What exactly do I mean? Well, the annual Forbes billionaires’ list now regularly features a significant number of Indian businessmen (almost 30 plus) with an accumulated worth that’s a staggering USD 200 billion plus (almost 15% of what the entire Indian population earns in a year). In fact, of these billionaires, three of the names also appear regularly in the top 20 of the global rich! The only other economy that outscores India still on these parameters is USA, which still has one or two more billionaires in the said list. Today, India is the only Asian economy to have so many billionaires in that list; next to it is Japan, with a history of many years of stupendous national development! How did this awesome Indian miracle happen? When I go abroad, this intrigues everyone! They are amazed that while billionaires like Bill Gates, Warren Buffett and others have made their fortunes after years of investing in brand building, R&D and by painstakingly focusing on capturing international markets, we have managed so many billionaires without having any brand in the international markets. Look at the BusinessWeek-Interbrand survey of the world’s 100 top brands – not one is Indian. That kind of explains the story.
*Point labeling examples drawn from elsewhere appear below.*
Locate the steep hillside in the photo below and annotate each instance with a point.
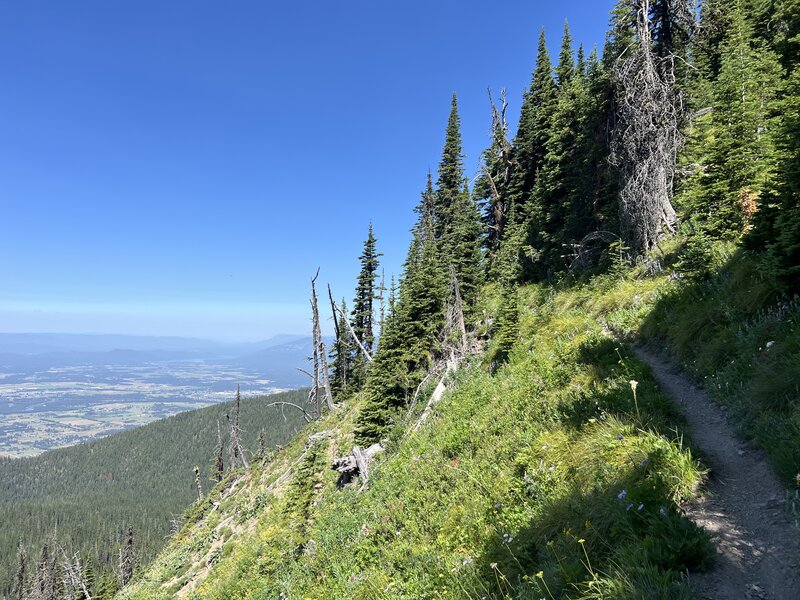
(88, 495)
(561, 473)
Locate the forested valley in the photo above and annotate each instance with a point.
(481, 425)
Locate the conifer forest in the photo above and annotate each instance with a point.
(584, 383)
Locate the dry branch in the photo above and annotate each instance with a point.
(646, 138)
(308, 417)
(364, 351)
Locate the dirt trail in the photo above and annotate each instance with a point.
(758, 546)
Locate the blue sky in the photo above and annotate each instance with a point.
(182, 168)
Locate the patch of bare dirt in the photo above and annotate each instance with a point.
(742, 507)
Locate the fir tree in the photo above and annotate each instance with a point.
(457, 224)
(20, 579)
(364, 309)
(561, 210)
(529, 143)
(412, 326)
(566, 60)
(127, 560)
(342, 353)
(491, 188)
(740, 160)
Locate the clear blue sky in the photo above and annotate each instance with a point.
(183, 167)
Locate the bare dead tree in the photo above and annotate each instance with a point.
(498, 162)
(197, 483)
(219, 464)
(321, 358)
(308, 416)
(18, 592)
(73, 581)
(127, 560)
(646, 138)
(237, 457)
(364, 351)
(381, 305)
(454, 321)
(333, 312)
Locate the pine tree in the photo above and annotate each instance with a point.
(364, 308)
(740, 160)
(20, 579)
(415, 318)
(561, 209)
(127, 560)
(342, 354)
(566, 60)
(457, 224)
(532, 134)
(491, 188)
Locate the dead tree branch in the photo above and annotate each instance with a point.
(320, 357)
(646, 138)
(308, 417)
(364, 351)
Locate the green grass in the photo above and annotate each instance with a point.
(543, 477)
(741, 340)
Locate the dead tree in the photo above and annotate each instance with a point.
(320, 357)
(355, 464)
(646, 137)
(219, 451)
(497, 165)
(18, 592)
(237, 458)
(127, 560)
(73, 580)
(455, 326)
(364, 351)
(197, 483)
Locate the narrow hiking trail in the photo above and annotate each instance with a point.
(758, 546)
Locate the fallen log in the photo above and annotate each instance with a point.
(355, 464)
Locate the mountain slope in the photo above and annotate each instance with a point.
(87, 495)
(563, 472)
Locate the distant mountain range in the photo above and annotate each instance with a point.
(42, 343)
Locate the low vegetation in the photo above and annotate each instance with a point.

While the Japanese, French, Swiss, Germans, Italians and the likes get beaten hands down in the billionaires’ lists by Indians, they are the ones who dominate the top brands’ lists... and of course, not to forget the Americans, who spent a hundred years competing in the global markets, creating brands, investing massively in R&D, losing out to competition, fighting back again, and finally creating wealth and billionaires. Then how are the Indians dominating the various lists of global billionaires? The answer is quite simple actually – Indians are there right at the top within these lists purely through scams, loot and the criminal transfer of national wealth into private hands… consequently ensuring mindboggling market capitalisation for their companies and the billionaire status for them; and all this without churning out a ‘single’ global brand or product! Yes, that’s the truth!!!
 
After Independence, our industrialists were given a monopoly market to operate in, thanks to the bureaucratic system of bribery-driven work culture we created. Over the years, the private sector industrialists were further helped by the government (after more quid pro quo greasing of palms by these industrialists) in amassing additional wealth and profits by allowing them to buy public sector products – like, say, steel – at subsidised prices, while these very private companies sold the finished products – like, say, buses and tractors – in the markets at the market price. Thus, real and potential profits and wealth of the PSUs were transferred to private sector balance sheets without flinching; and at the same time, PSUs were branded loss-making failures! This was the first phase of growth for our Indian business houses, giving rise to monopolies and fraudulent rupee billionaires. Since this first experiment kept us a third world and third class country, the second phase of growth started post liberalisation.